Firma B - pomylili sobie cyfrę 3 z cyfrą 5 i paczka poleciała do Wrocławia. Jeszcze przed wysłaniem była przeadresowana, ale cóż - doszła z Zabrza do Krakowa przez Wrocław. No i, musowo, poleżała sobie w Krakowie dwa dni, zanim ją kurier załadował i przywiózł...

Szczerze mówiąc, to i tak źle, i tak niedobrze - czy państwowa poczta, czy prywaciarz...
Odnośnik do komentarza
Udostępnij na innych stronach

Ja miałem takie zdarzenia - kupiłem na all pewną część, na której mi bardzo zależało, sprzedawca wysłał poleconym na sto procent, listonosz podobno dostarczył, tylko nie było śladu. Gdy się dopytywałem na poczcie, i w końcu poprosiłem o wyjasnienie, powiedzieli, że listonosz wrzucił do skrzynki, i pokazali mi jego takie oświadczenie. Mój ojciec noszący takie samo nazwisko jak ja, ongiś napisał zgodę, żeby mu wrzucać też polecone - ale nie ja. Listonosz zapewne nie pomyślał, nazwisko mu się zgadzało i mała paczuszka dziwnie zniknęła (choć w skrzynce zamykanej jej nie było...)
Drugie zdarzenie było bez porównania lepsze. Dawno temu kolega dostał wezwanie na pocztę (niby nie było go w domu wcześniej), gdzie niby miała na niego czekać paczka (a tam, jak wiedział, zdekowany na maksa wrak wykopkowy dziewięćdziesiątki ósemki ka). Przychodzi, pani w okienku przy wszystkich mówi, że paczka uległa uszkodzeniu, ale została ślicznie przepakowana i jest do odbioru. Tylko, że ona mu musi przeczytać protokół, co tam jest w środku - oświadczył wtedy, że nie trzeba, pokwitował, że nie wnosi zastrzeżeń, paczkę wziął i w domu rozciął taśmy z pięknym logo poczty. Jak się okazało, kartonik nie był zniszczony, tylko ładnie rozcięty ostrym nożem, a później ponownie domknięty i opatulony pocztowymi taśmami. Jakby ktoś sobie sprawdzał, co tam jest. Po tym zdarzeniu, kolega towaru się pozbył i jak zarzekał się na imprezie miał tak dość przygody, że więcej już nic nie kupował...
Odnośnik do komentarza
Udostępnij na innych stronach

Witam.

Jako, że przez pewien okres pracowałem jako listonosz to powiem co nieco" jak sprawa wygląda z drugiej strony barykady" ;-)

Nie mam zamiaru tutaj nikogo usprawiedliwiać, oczyszczać czy czegokolwiek negować. Tylko przybliżyć trochę pracę listonosza, to może w niektórych sytuacjach pozwoli być bardziej wyrozumiałym.

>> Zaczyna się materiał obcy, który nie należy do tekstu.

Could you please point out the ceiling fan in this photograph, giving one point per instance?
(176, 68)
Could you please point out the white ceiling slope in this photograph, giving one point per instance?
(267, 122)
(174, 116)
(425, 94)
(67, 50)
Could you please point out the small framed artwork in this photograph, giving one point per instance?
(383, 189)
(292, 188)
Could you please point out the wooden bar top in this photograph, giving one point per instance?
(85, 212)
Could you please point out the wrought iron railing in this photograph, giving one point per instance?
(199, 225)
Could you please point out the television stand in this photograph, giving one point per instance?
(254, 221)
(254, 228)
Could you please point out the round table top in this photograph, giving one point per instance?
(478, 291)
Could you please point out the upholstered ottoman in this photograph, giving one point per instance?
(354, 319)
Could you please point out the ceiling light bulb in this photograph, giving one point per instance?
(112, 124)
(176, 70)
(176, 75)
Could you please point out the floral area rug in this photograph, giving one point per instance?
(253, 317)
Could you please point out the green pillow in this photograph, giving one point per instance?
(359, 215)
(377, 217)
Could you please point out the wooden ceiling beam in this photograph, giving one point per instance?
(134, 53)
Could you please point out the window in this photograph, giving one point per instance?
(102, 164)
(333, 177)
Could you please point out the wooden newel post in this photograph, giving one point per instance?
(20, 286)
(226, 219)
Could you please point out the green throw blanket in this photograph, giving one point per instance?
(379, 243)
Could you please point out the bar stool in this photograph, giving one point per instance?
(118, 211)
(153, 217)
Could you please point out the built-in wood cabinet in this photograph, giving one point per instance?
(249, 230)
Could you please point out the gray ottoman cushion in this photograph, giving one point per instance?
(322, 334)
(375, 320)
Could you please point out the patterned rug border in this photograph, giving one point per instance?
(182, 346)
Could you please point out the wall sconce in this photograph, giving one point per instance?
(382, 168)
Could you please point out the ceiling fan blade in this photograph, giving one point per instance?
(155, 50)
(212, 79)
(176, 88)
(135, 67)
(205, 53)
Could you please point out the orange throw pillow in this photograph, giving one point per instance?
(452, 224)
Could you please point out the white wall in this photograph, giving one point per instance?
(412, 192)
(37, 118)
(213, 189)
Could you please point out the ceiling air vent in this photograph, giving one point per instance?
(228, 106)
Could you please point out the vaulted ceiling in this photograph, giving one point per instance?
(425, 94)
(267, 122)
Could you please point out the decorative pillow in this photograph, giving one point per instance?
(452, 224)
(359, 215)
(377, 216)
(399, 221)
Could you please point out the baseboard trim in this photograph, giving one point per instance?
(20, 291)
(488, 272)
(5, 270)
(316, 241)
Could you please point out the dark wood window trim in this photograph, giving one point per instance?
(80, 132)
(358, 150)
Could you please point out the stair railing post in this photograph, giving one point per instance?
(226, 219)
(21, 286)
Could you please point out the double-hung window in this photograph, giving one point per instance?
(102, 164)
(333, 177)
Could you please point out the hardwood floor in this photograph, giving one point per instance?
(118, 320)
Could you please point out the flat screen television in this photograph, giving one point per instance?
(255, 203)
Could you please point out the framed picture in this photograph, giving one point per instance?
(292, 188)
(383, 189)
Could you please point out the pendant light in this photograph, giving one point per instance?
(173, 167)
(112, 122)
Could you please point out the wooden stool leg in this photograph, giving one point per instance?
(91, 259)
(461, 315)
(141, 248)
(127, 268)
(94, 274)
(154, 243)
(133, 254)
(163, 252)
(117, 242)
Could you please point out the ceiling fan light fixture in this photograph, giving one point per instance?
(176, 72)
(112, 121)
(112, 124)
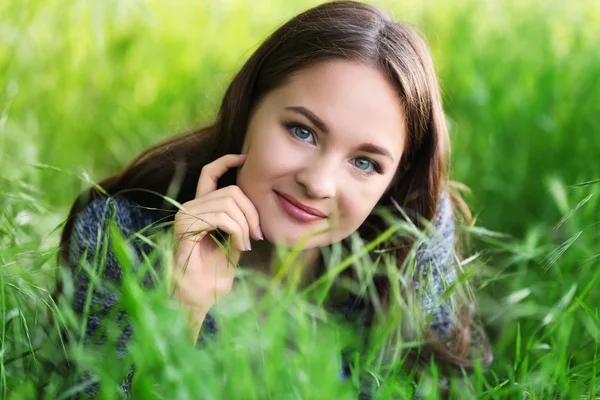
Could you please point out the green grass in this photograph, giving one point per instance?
(85, 86)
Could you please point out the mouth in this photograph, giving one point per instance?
(299, 211)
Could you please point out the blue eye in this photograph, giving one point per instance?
(302, 133)
(364, 164)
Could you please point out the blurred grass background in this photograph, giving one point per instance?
(87, 85)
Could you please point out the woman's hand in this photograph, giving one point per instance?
(203, 271)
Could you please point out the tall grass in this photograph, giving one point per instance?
(87, 85)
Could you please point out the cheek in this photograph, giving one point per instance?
(356, 204)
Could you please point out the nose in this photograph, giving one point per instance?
(319, 178)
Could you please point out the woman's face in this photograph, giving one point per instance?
(329, 140)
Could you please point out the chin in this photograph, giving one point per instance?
(291, 239)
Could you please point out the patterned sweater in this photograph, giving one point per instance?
(434, 270)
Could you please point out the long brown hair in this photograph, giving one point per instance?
(336, 30)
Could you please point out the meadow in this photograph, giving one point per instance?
(85, 86)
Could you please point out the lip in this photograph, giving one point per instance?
(298, 210)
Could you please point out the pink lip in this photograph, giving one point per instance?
(298, 210)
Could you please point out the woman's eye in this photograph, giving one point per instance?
(364, 164)
(302, 133)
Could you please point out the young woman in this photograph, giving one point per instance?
(336, 115)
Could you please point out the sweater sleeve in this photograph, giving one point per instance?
(435, 270)
(88, 238)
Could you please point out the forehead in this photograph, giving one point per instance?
(357, 102)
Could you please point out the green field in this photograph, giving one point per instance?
(87, 85)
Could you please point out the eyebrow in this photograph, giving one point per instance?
(366, 147)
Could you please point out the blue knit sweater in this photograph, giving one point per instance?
(433, 273)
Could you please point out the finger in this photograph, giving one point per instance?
(227, 205)
(200, 225)
(243, 202)
(210, 174)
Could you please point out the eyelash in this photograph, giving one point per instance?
(290, 127)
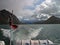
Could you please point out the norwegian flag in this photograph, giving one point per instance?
(11, 22)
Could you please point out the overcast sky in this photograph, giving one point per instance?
(30, 7)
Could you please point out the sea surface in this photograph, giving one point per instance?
(29, 31)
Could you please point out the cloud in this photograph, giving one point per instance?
(50, 7)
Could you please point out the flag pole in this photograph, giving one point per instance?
(11, 32)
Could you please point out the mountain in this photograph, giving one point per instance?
(51, 20)
(4, 16)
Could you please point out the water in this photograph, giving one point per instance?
(31, 31)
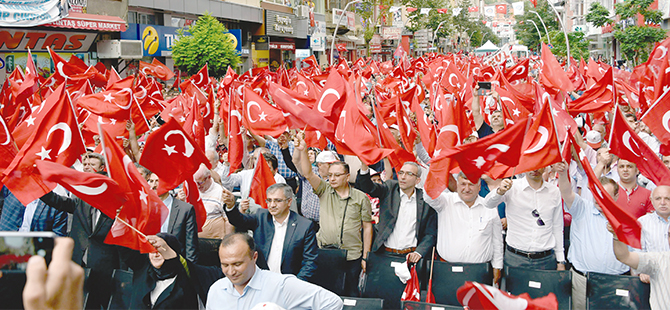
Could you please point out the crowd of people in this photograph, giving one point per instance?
(544, 218)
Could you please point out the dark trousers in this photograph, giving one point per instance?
(351, 279)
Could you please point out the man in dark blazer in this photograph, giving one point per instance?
(414, 233)
(89, 230)
(181, 221)
(286, 241)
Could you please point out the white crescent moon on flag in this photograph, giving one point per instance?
(540, 144)
(249, 105)
(91, 191)
(67, 135)
(188, 147)
(328, 91)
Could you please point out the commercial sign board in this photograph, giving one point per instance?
(15, 40)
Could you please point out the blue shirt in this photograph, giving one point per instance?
(286, 291)
(590, 242)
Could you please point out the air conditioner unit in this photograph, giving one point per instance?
(120, 49)
(302, 11)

Nie rozumiem doręczycieli (acz jest wyjątek, o czym poniżej), którzy z poleconym nie zapukają do drzwi mimo, że wiedzą, że ktoś jest w mieszkaniu. Najpopularniejszą metodą takiego sprawdzania jest dzwonienie po domofonie. Wiadomo, nikt nie odpowiada - awizo.
Ktoś jest, wiadomo giba się do drzwi i wydaje. Tak to powinno wyglądać w teorii. I tak jest fair.
Czasem jednak człowieka krew zalewa, kiedy to wejdzie na to n piętro a okazuje się, że adresata nie ma w domu, a zastana osoba nie odbierze poleconego tylko prosi o awizo do skrzynki (rzadko ale się zdarza).Mówi się: Trudno".
Druga sprawa. Jak ktoś mieszka na 5 piętrze a w bloku nie ma windy, to uwierzcie, że człowiekowi nie chce się dymać z 20kg torbą na te 5 piętro. Raz można się przebiec, pewnie. Ale pomyślcie, że człowiek ma na rejonie kilkaset adresów, z czego wiele musi odwiedzić osobiście". I już tak fajnie nie jest.

Dlatego bardzo dobrym pomysłem jest (spotkałem się z tym kilkukrotnie - inicjatywa wychodziła od adresata), że adresat schodzi do doręczyciela i na klatce na parterze odbiera polecony.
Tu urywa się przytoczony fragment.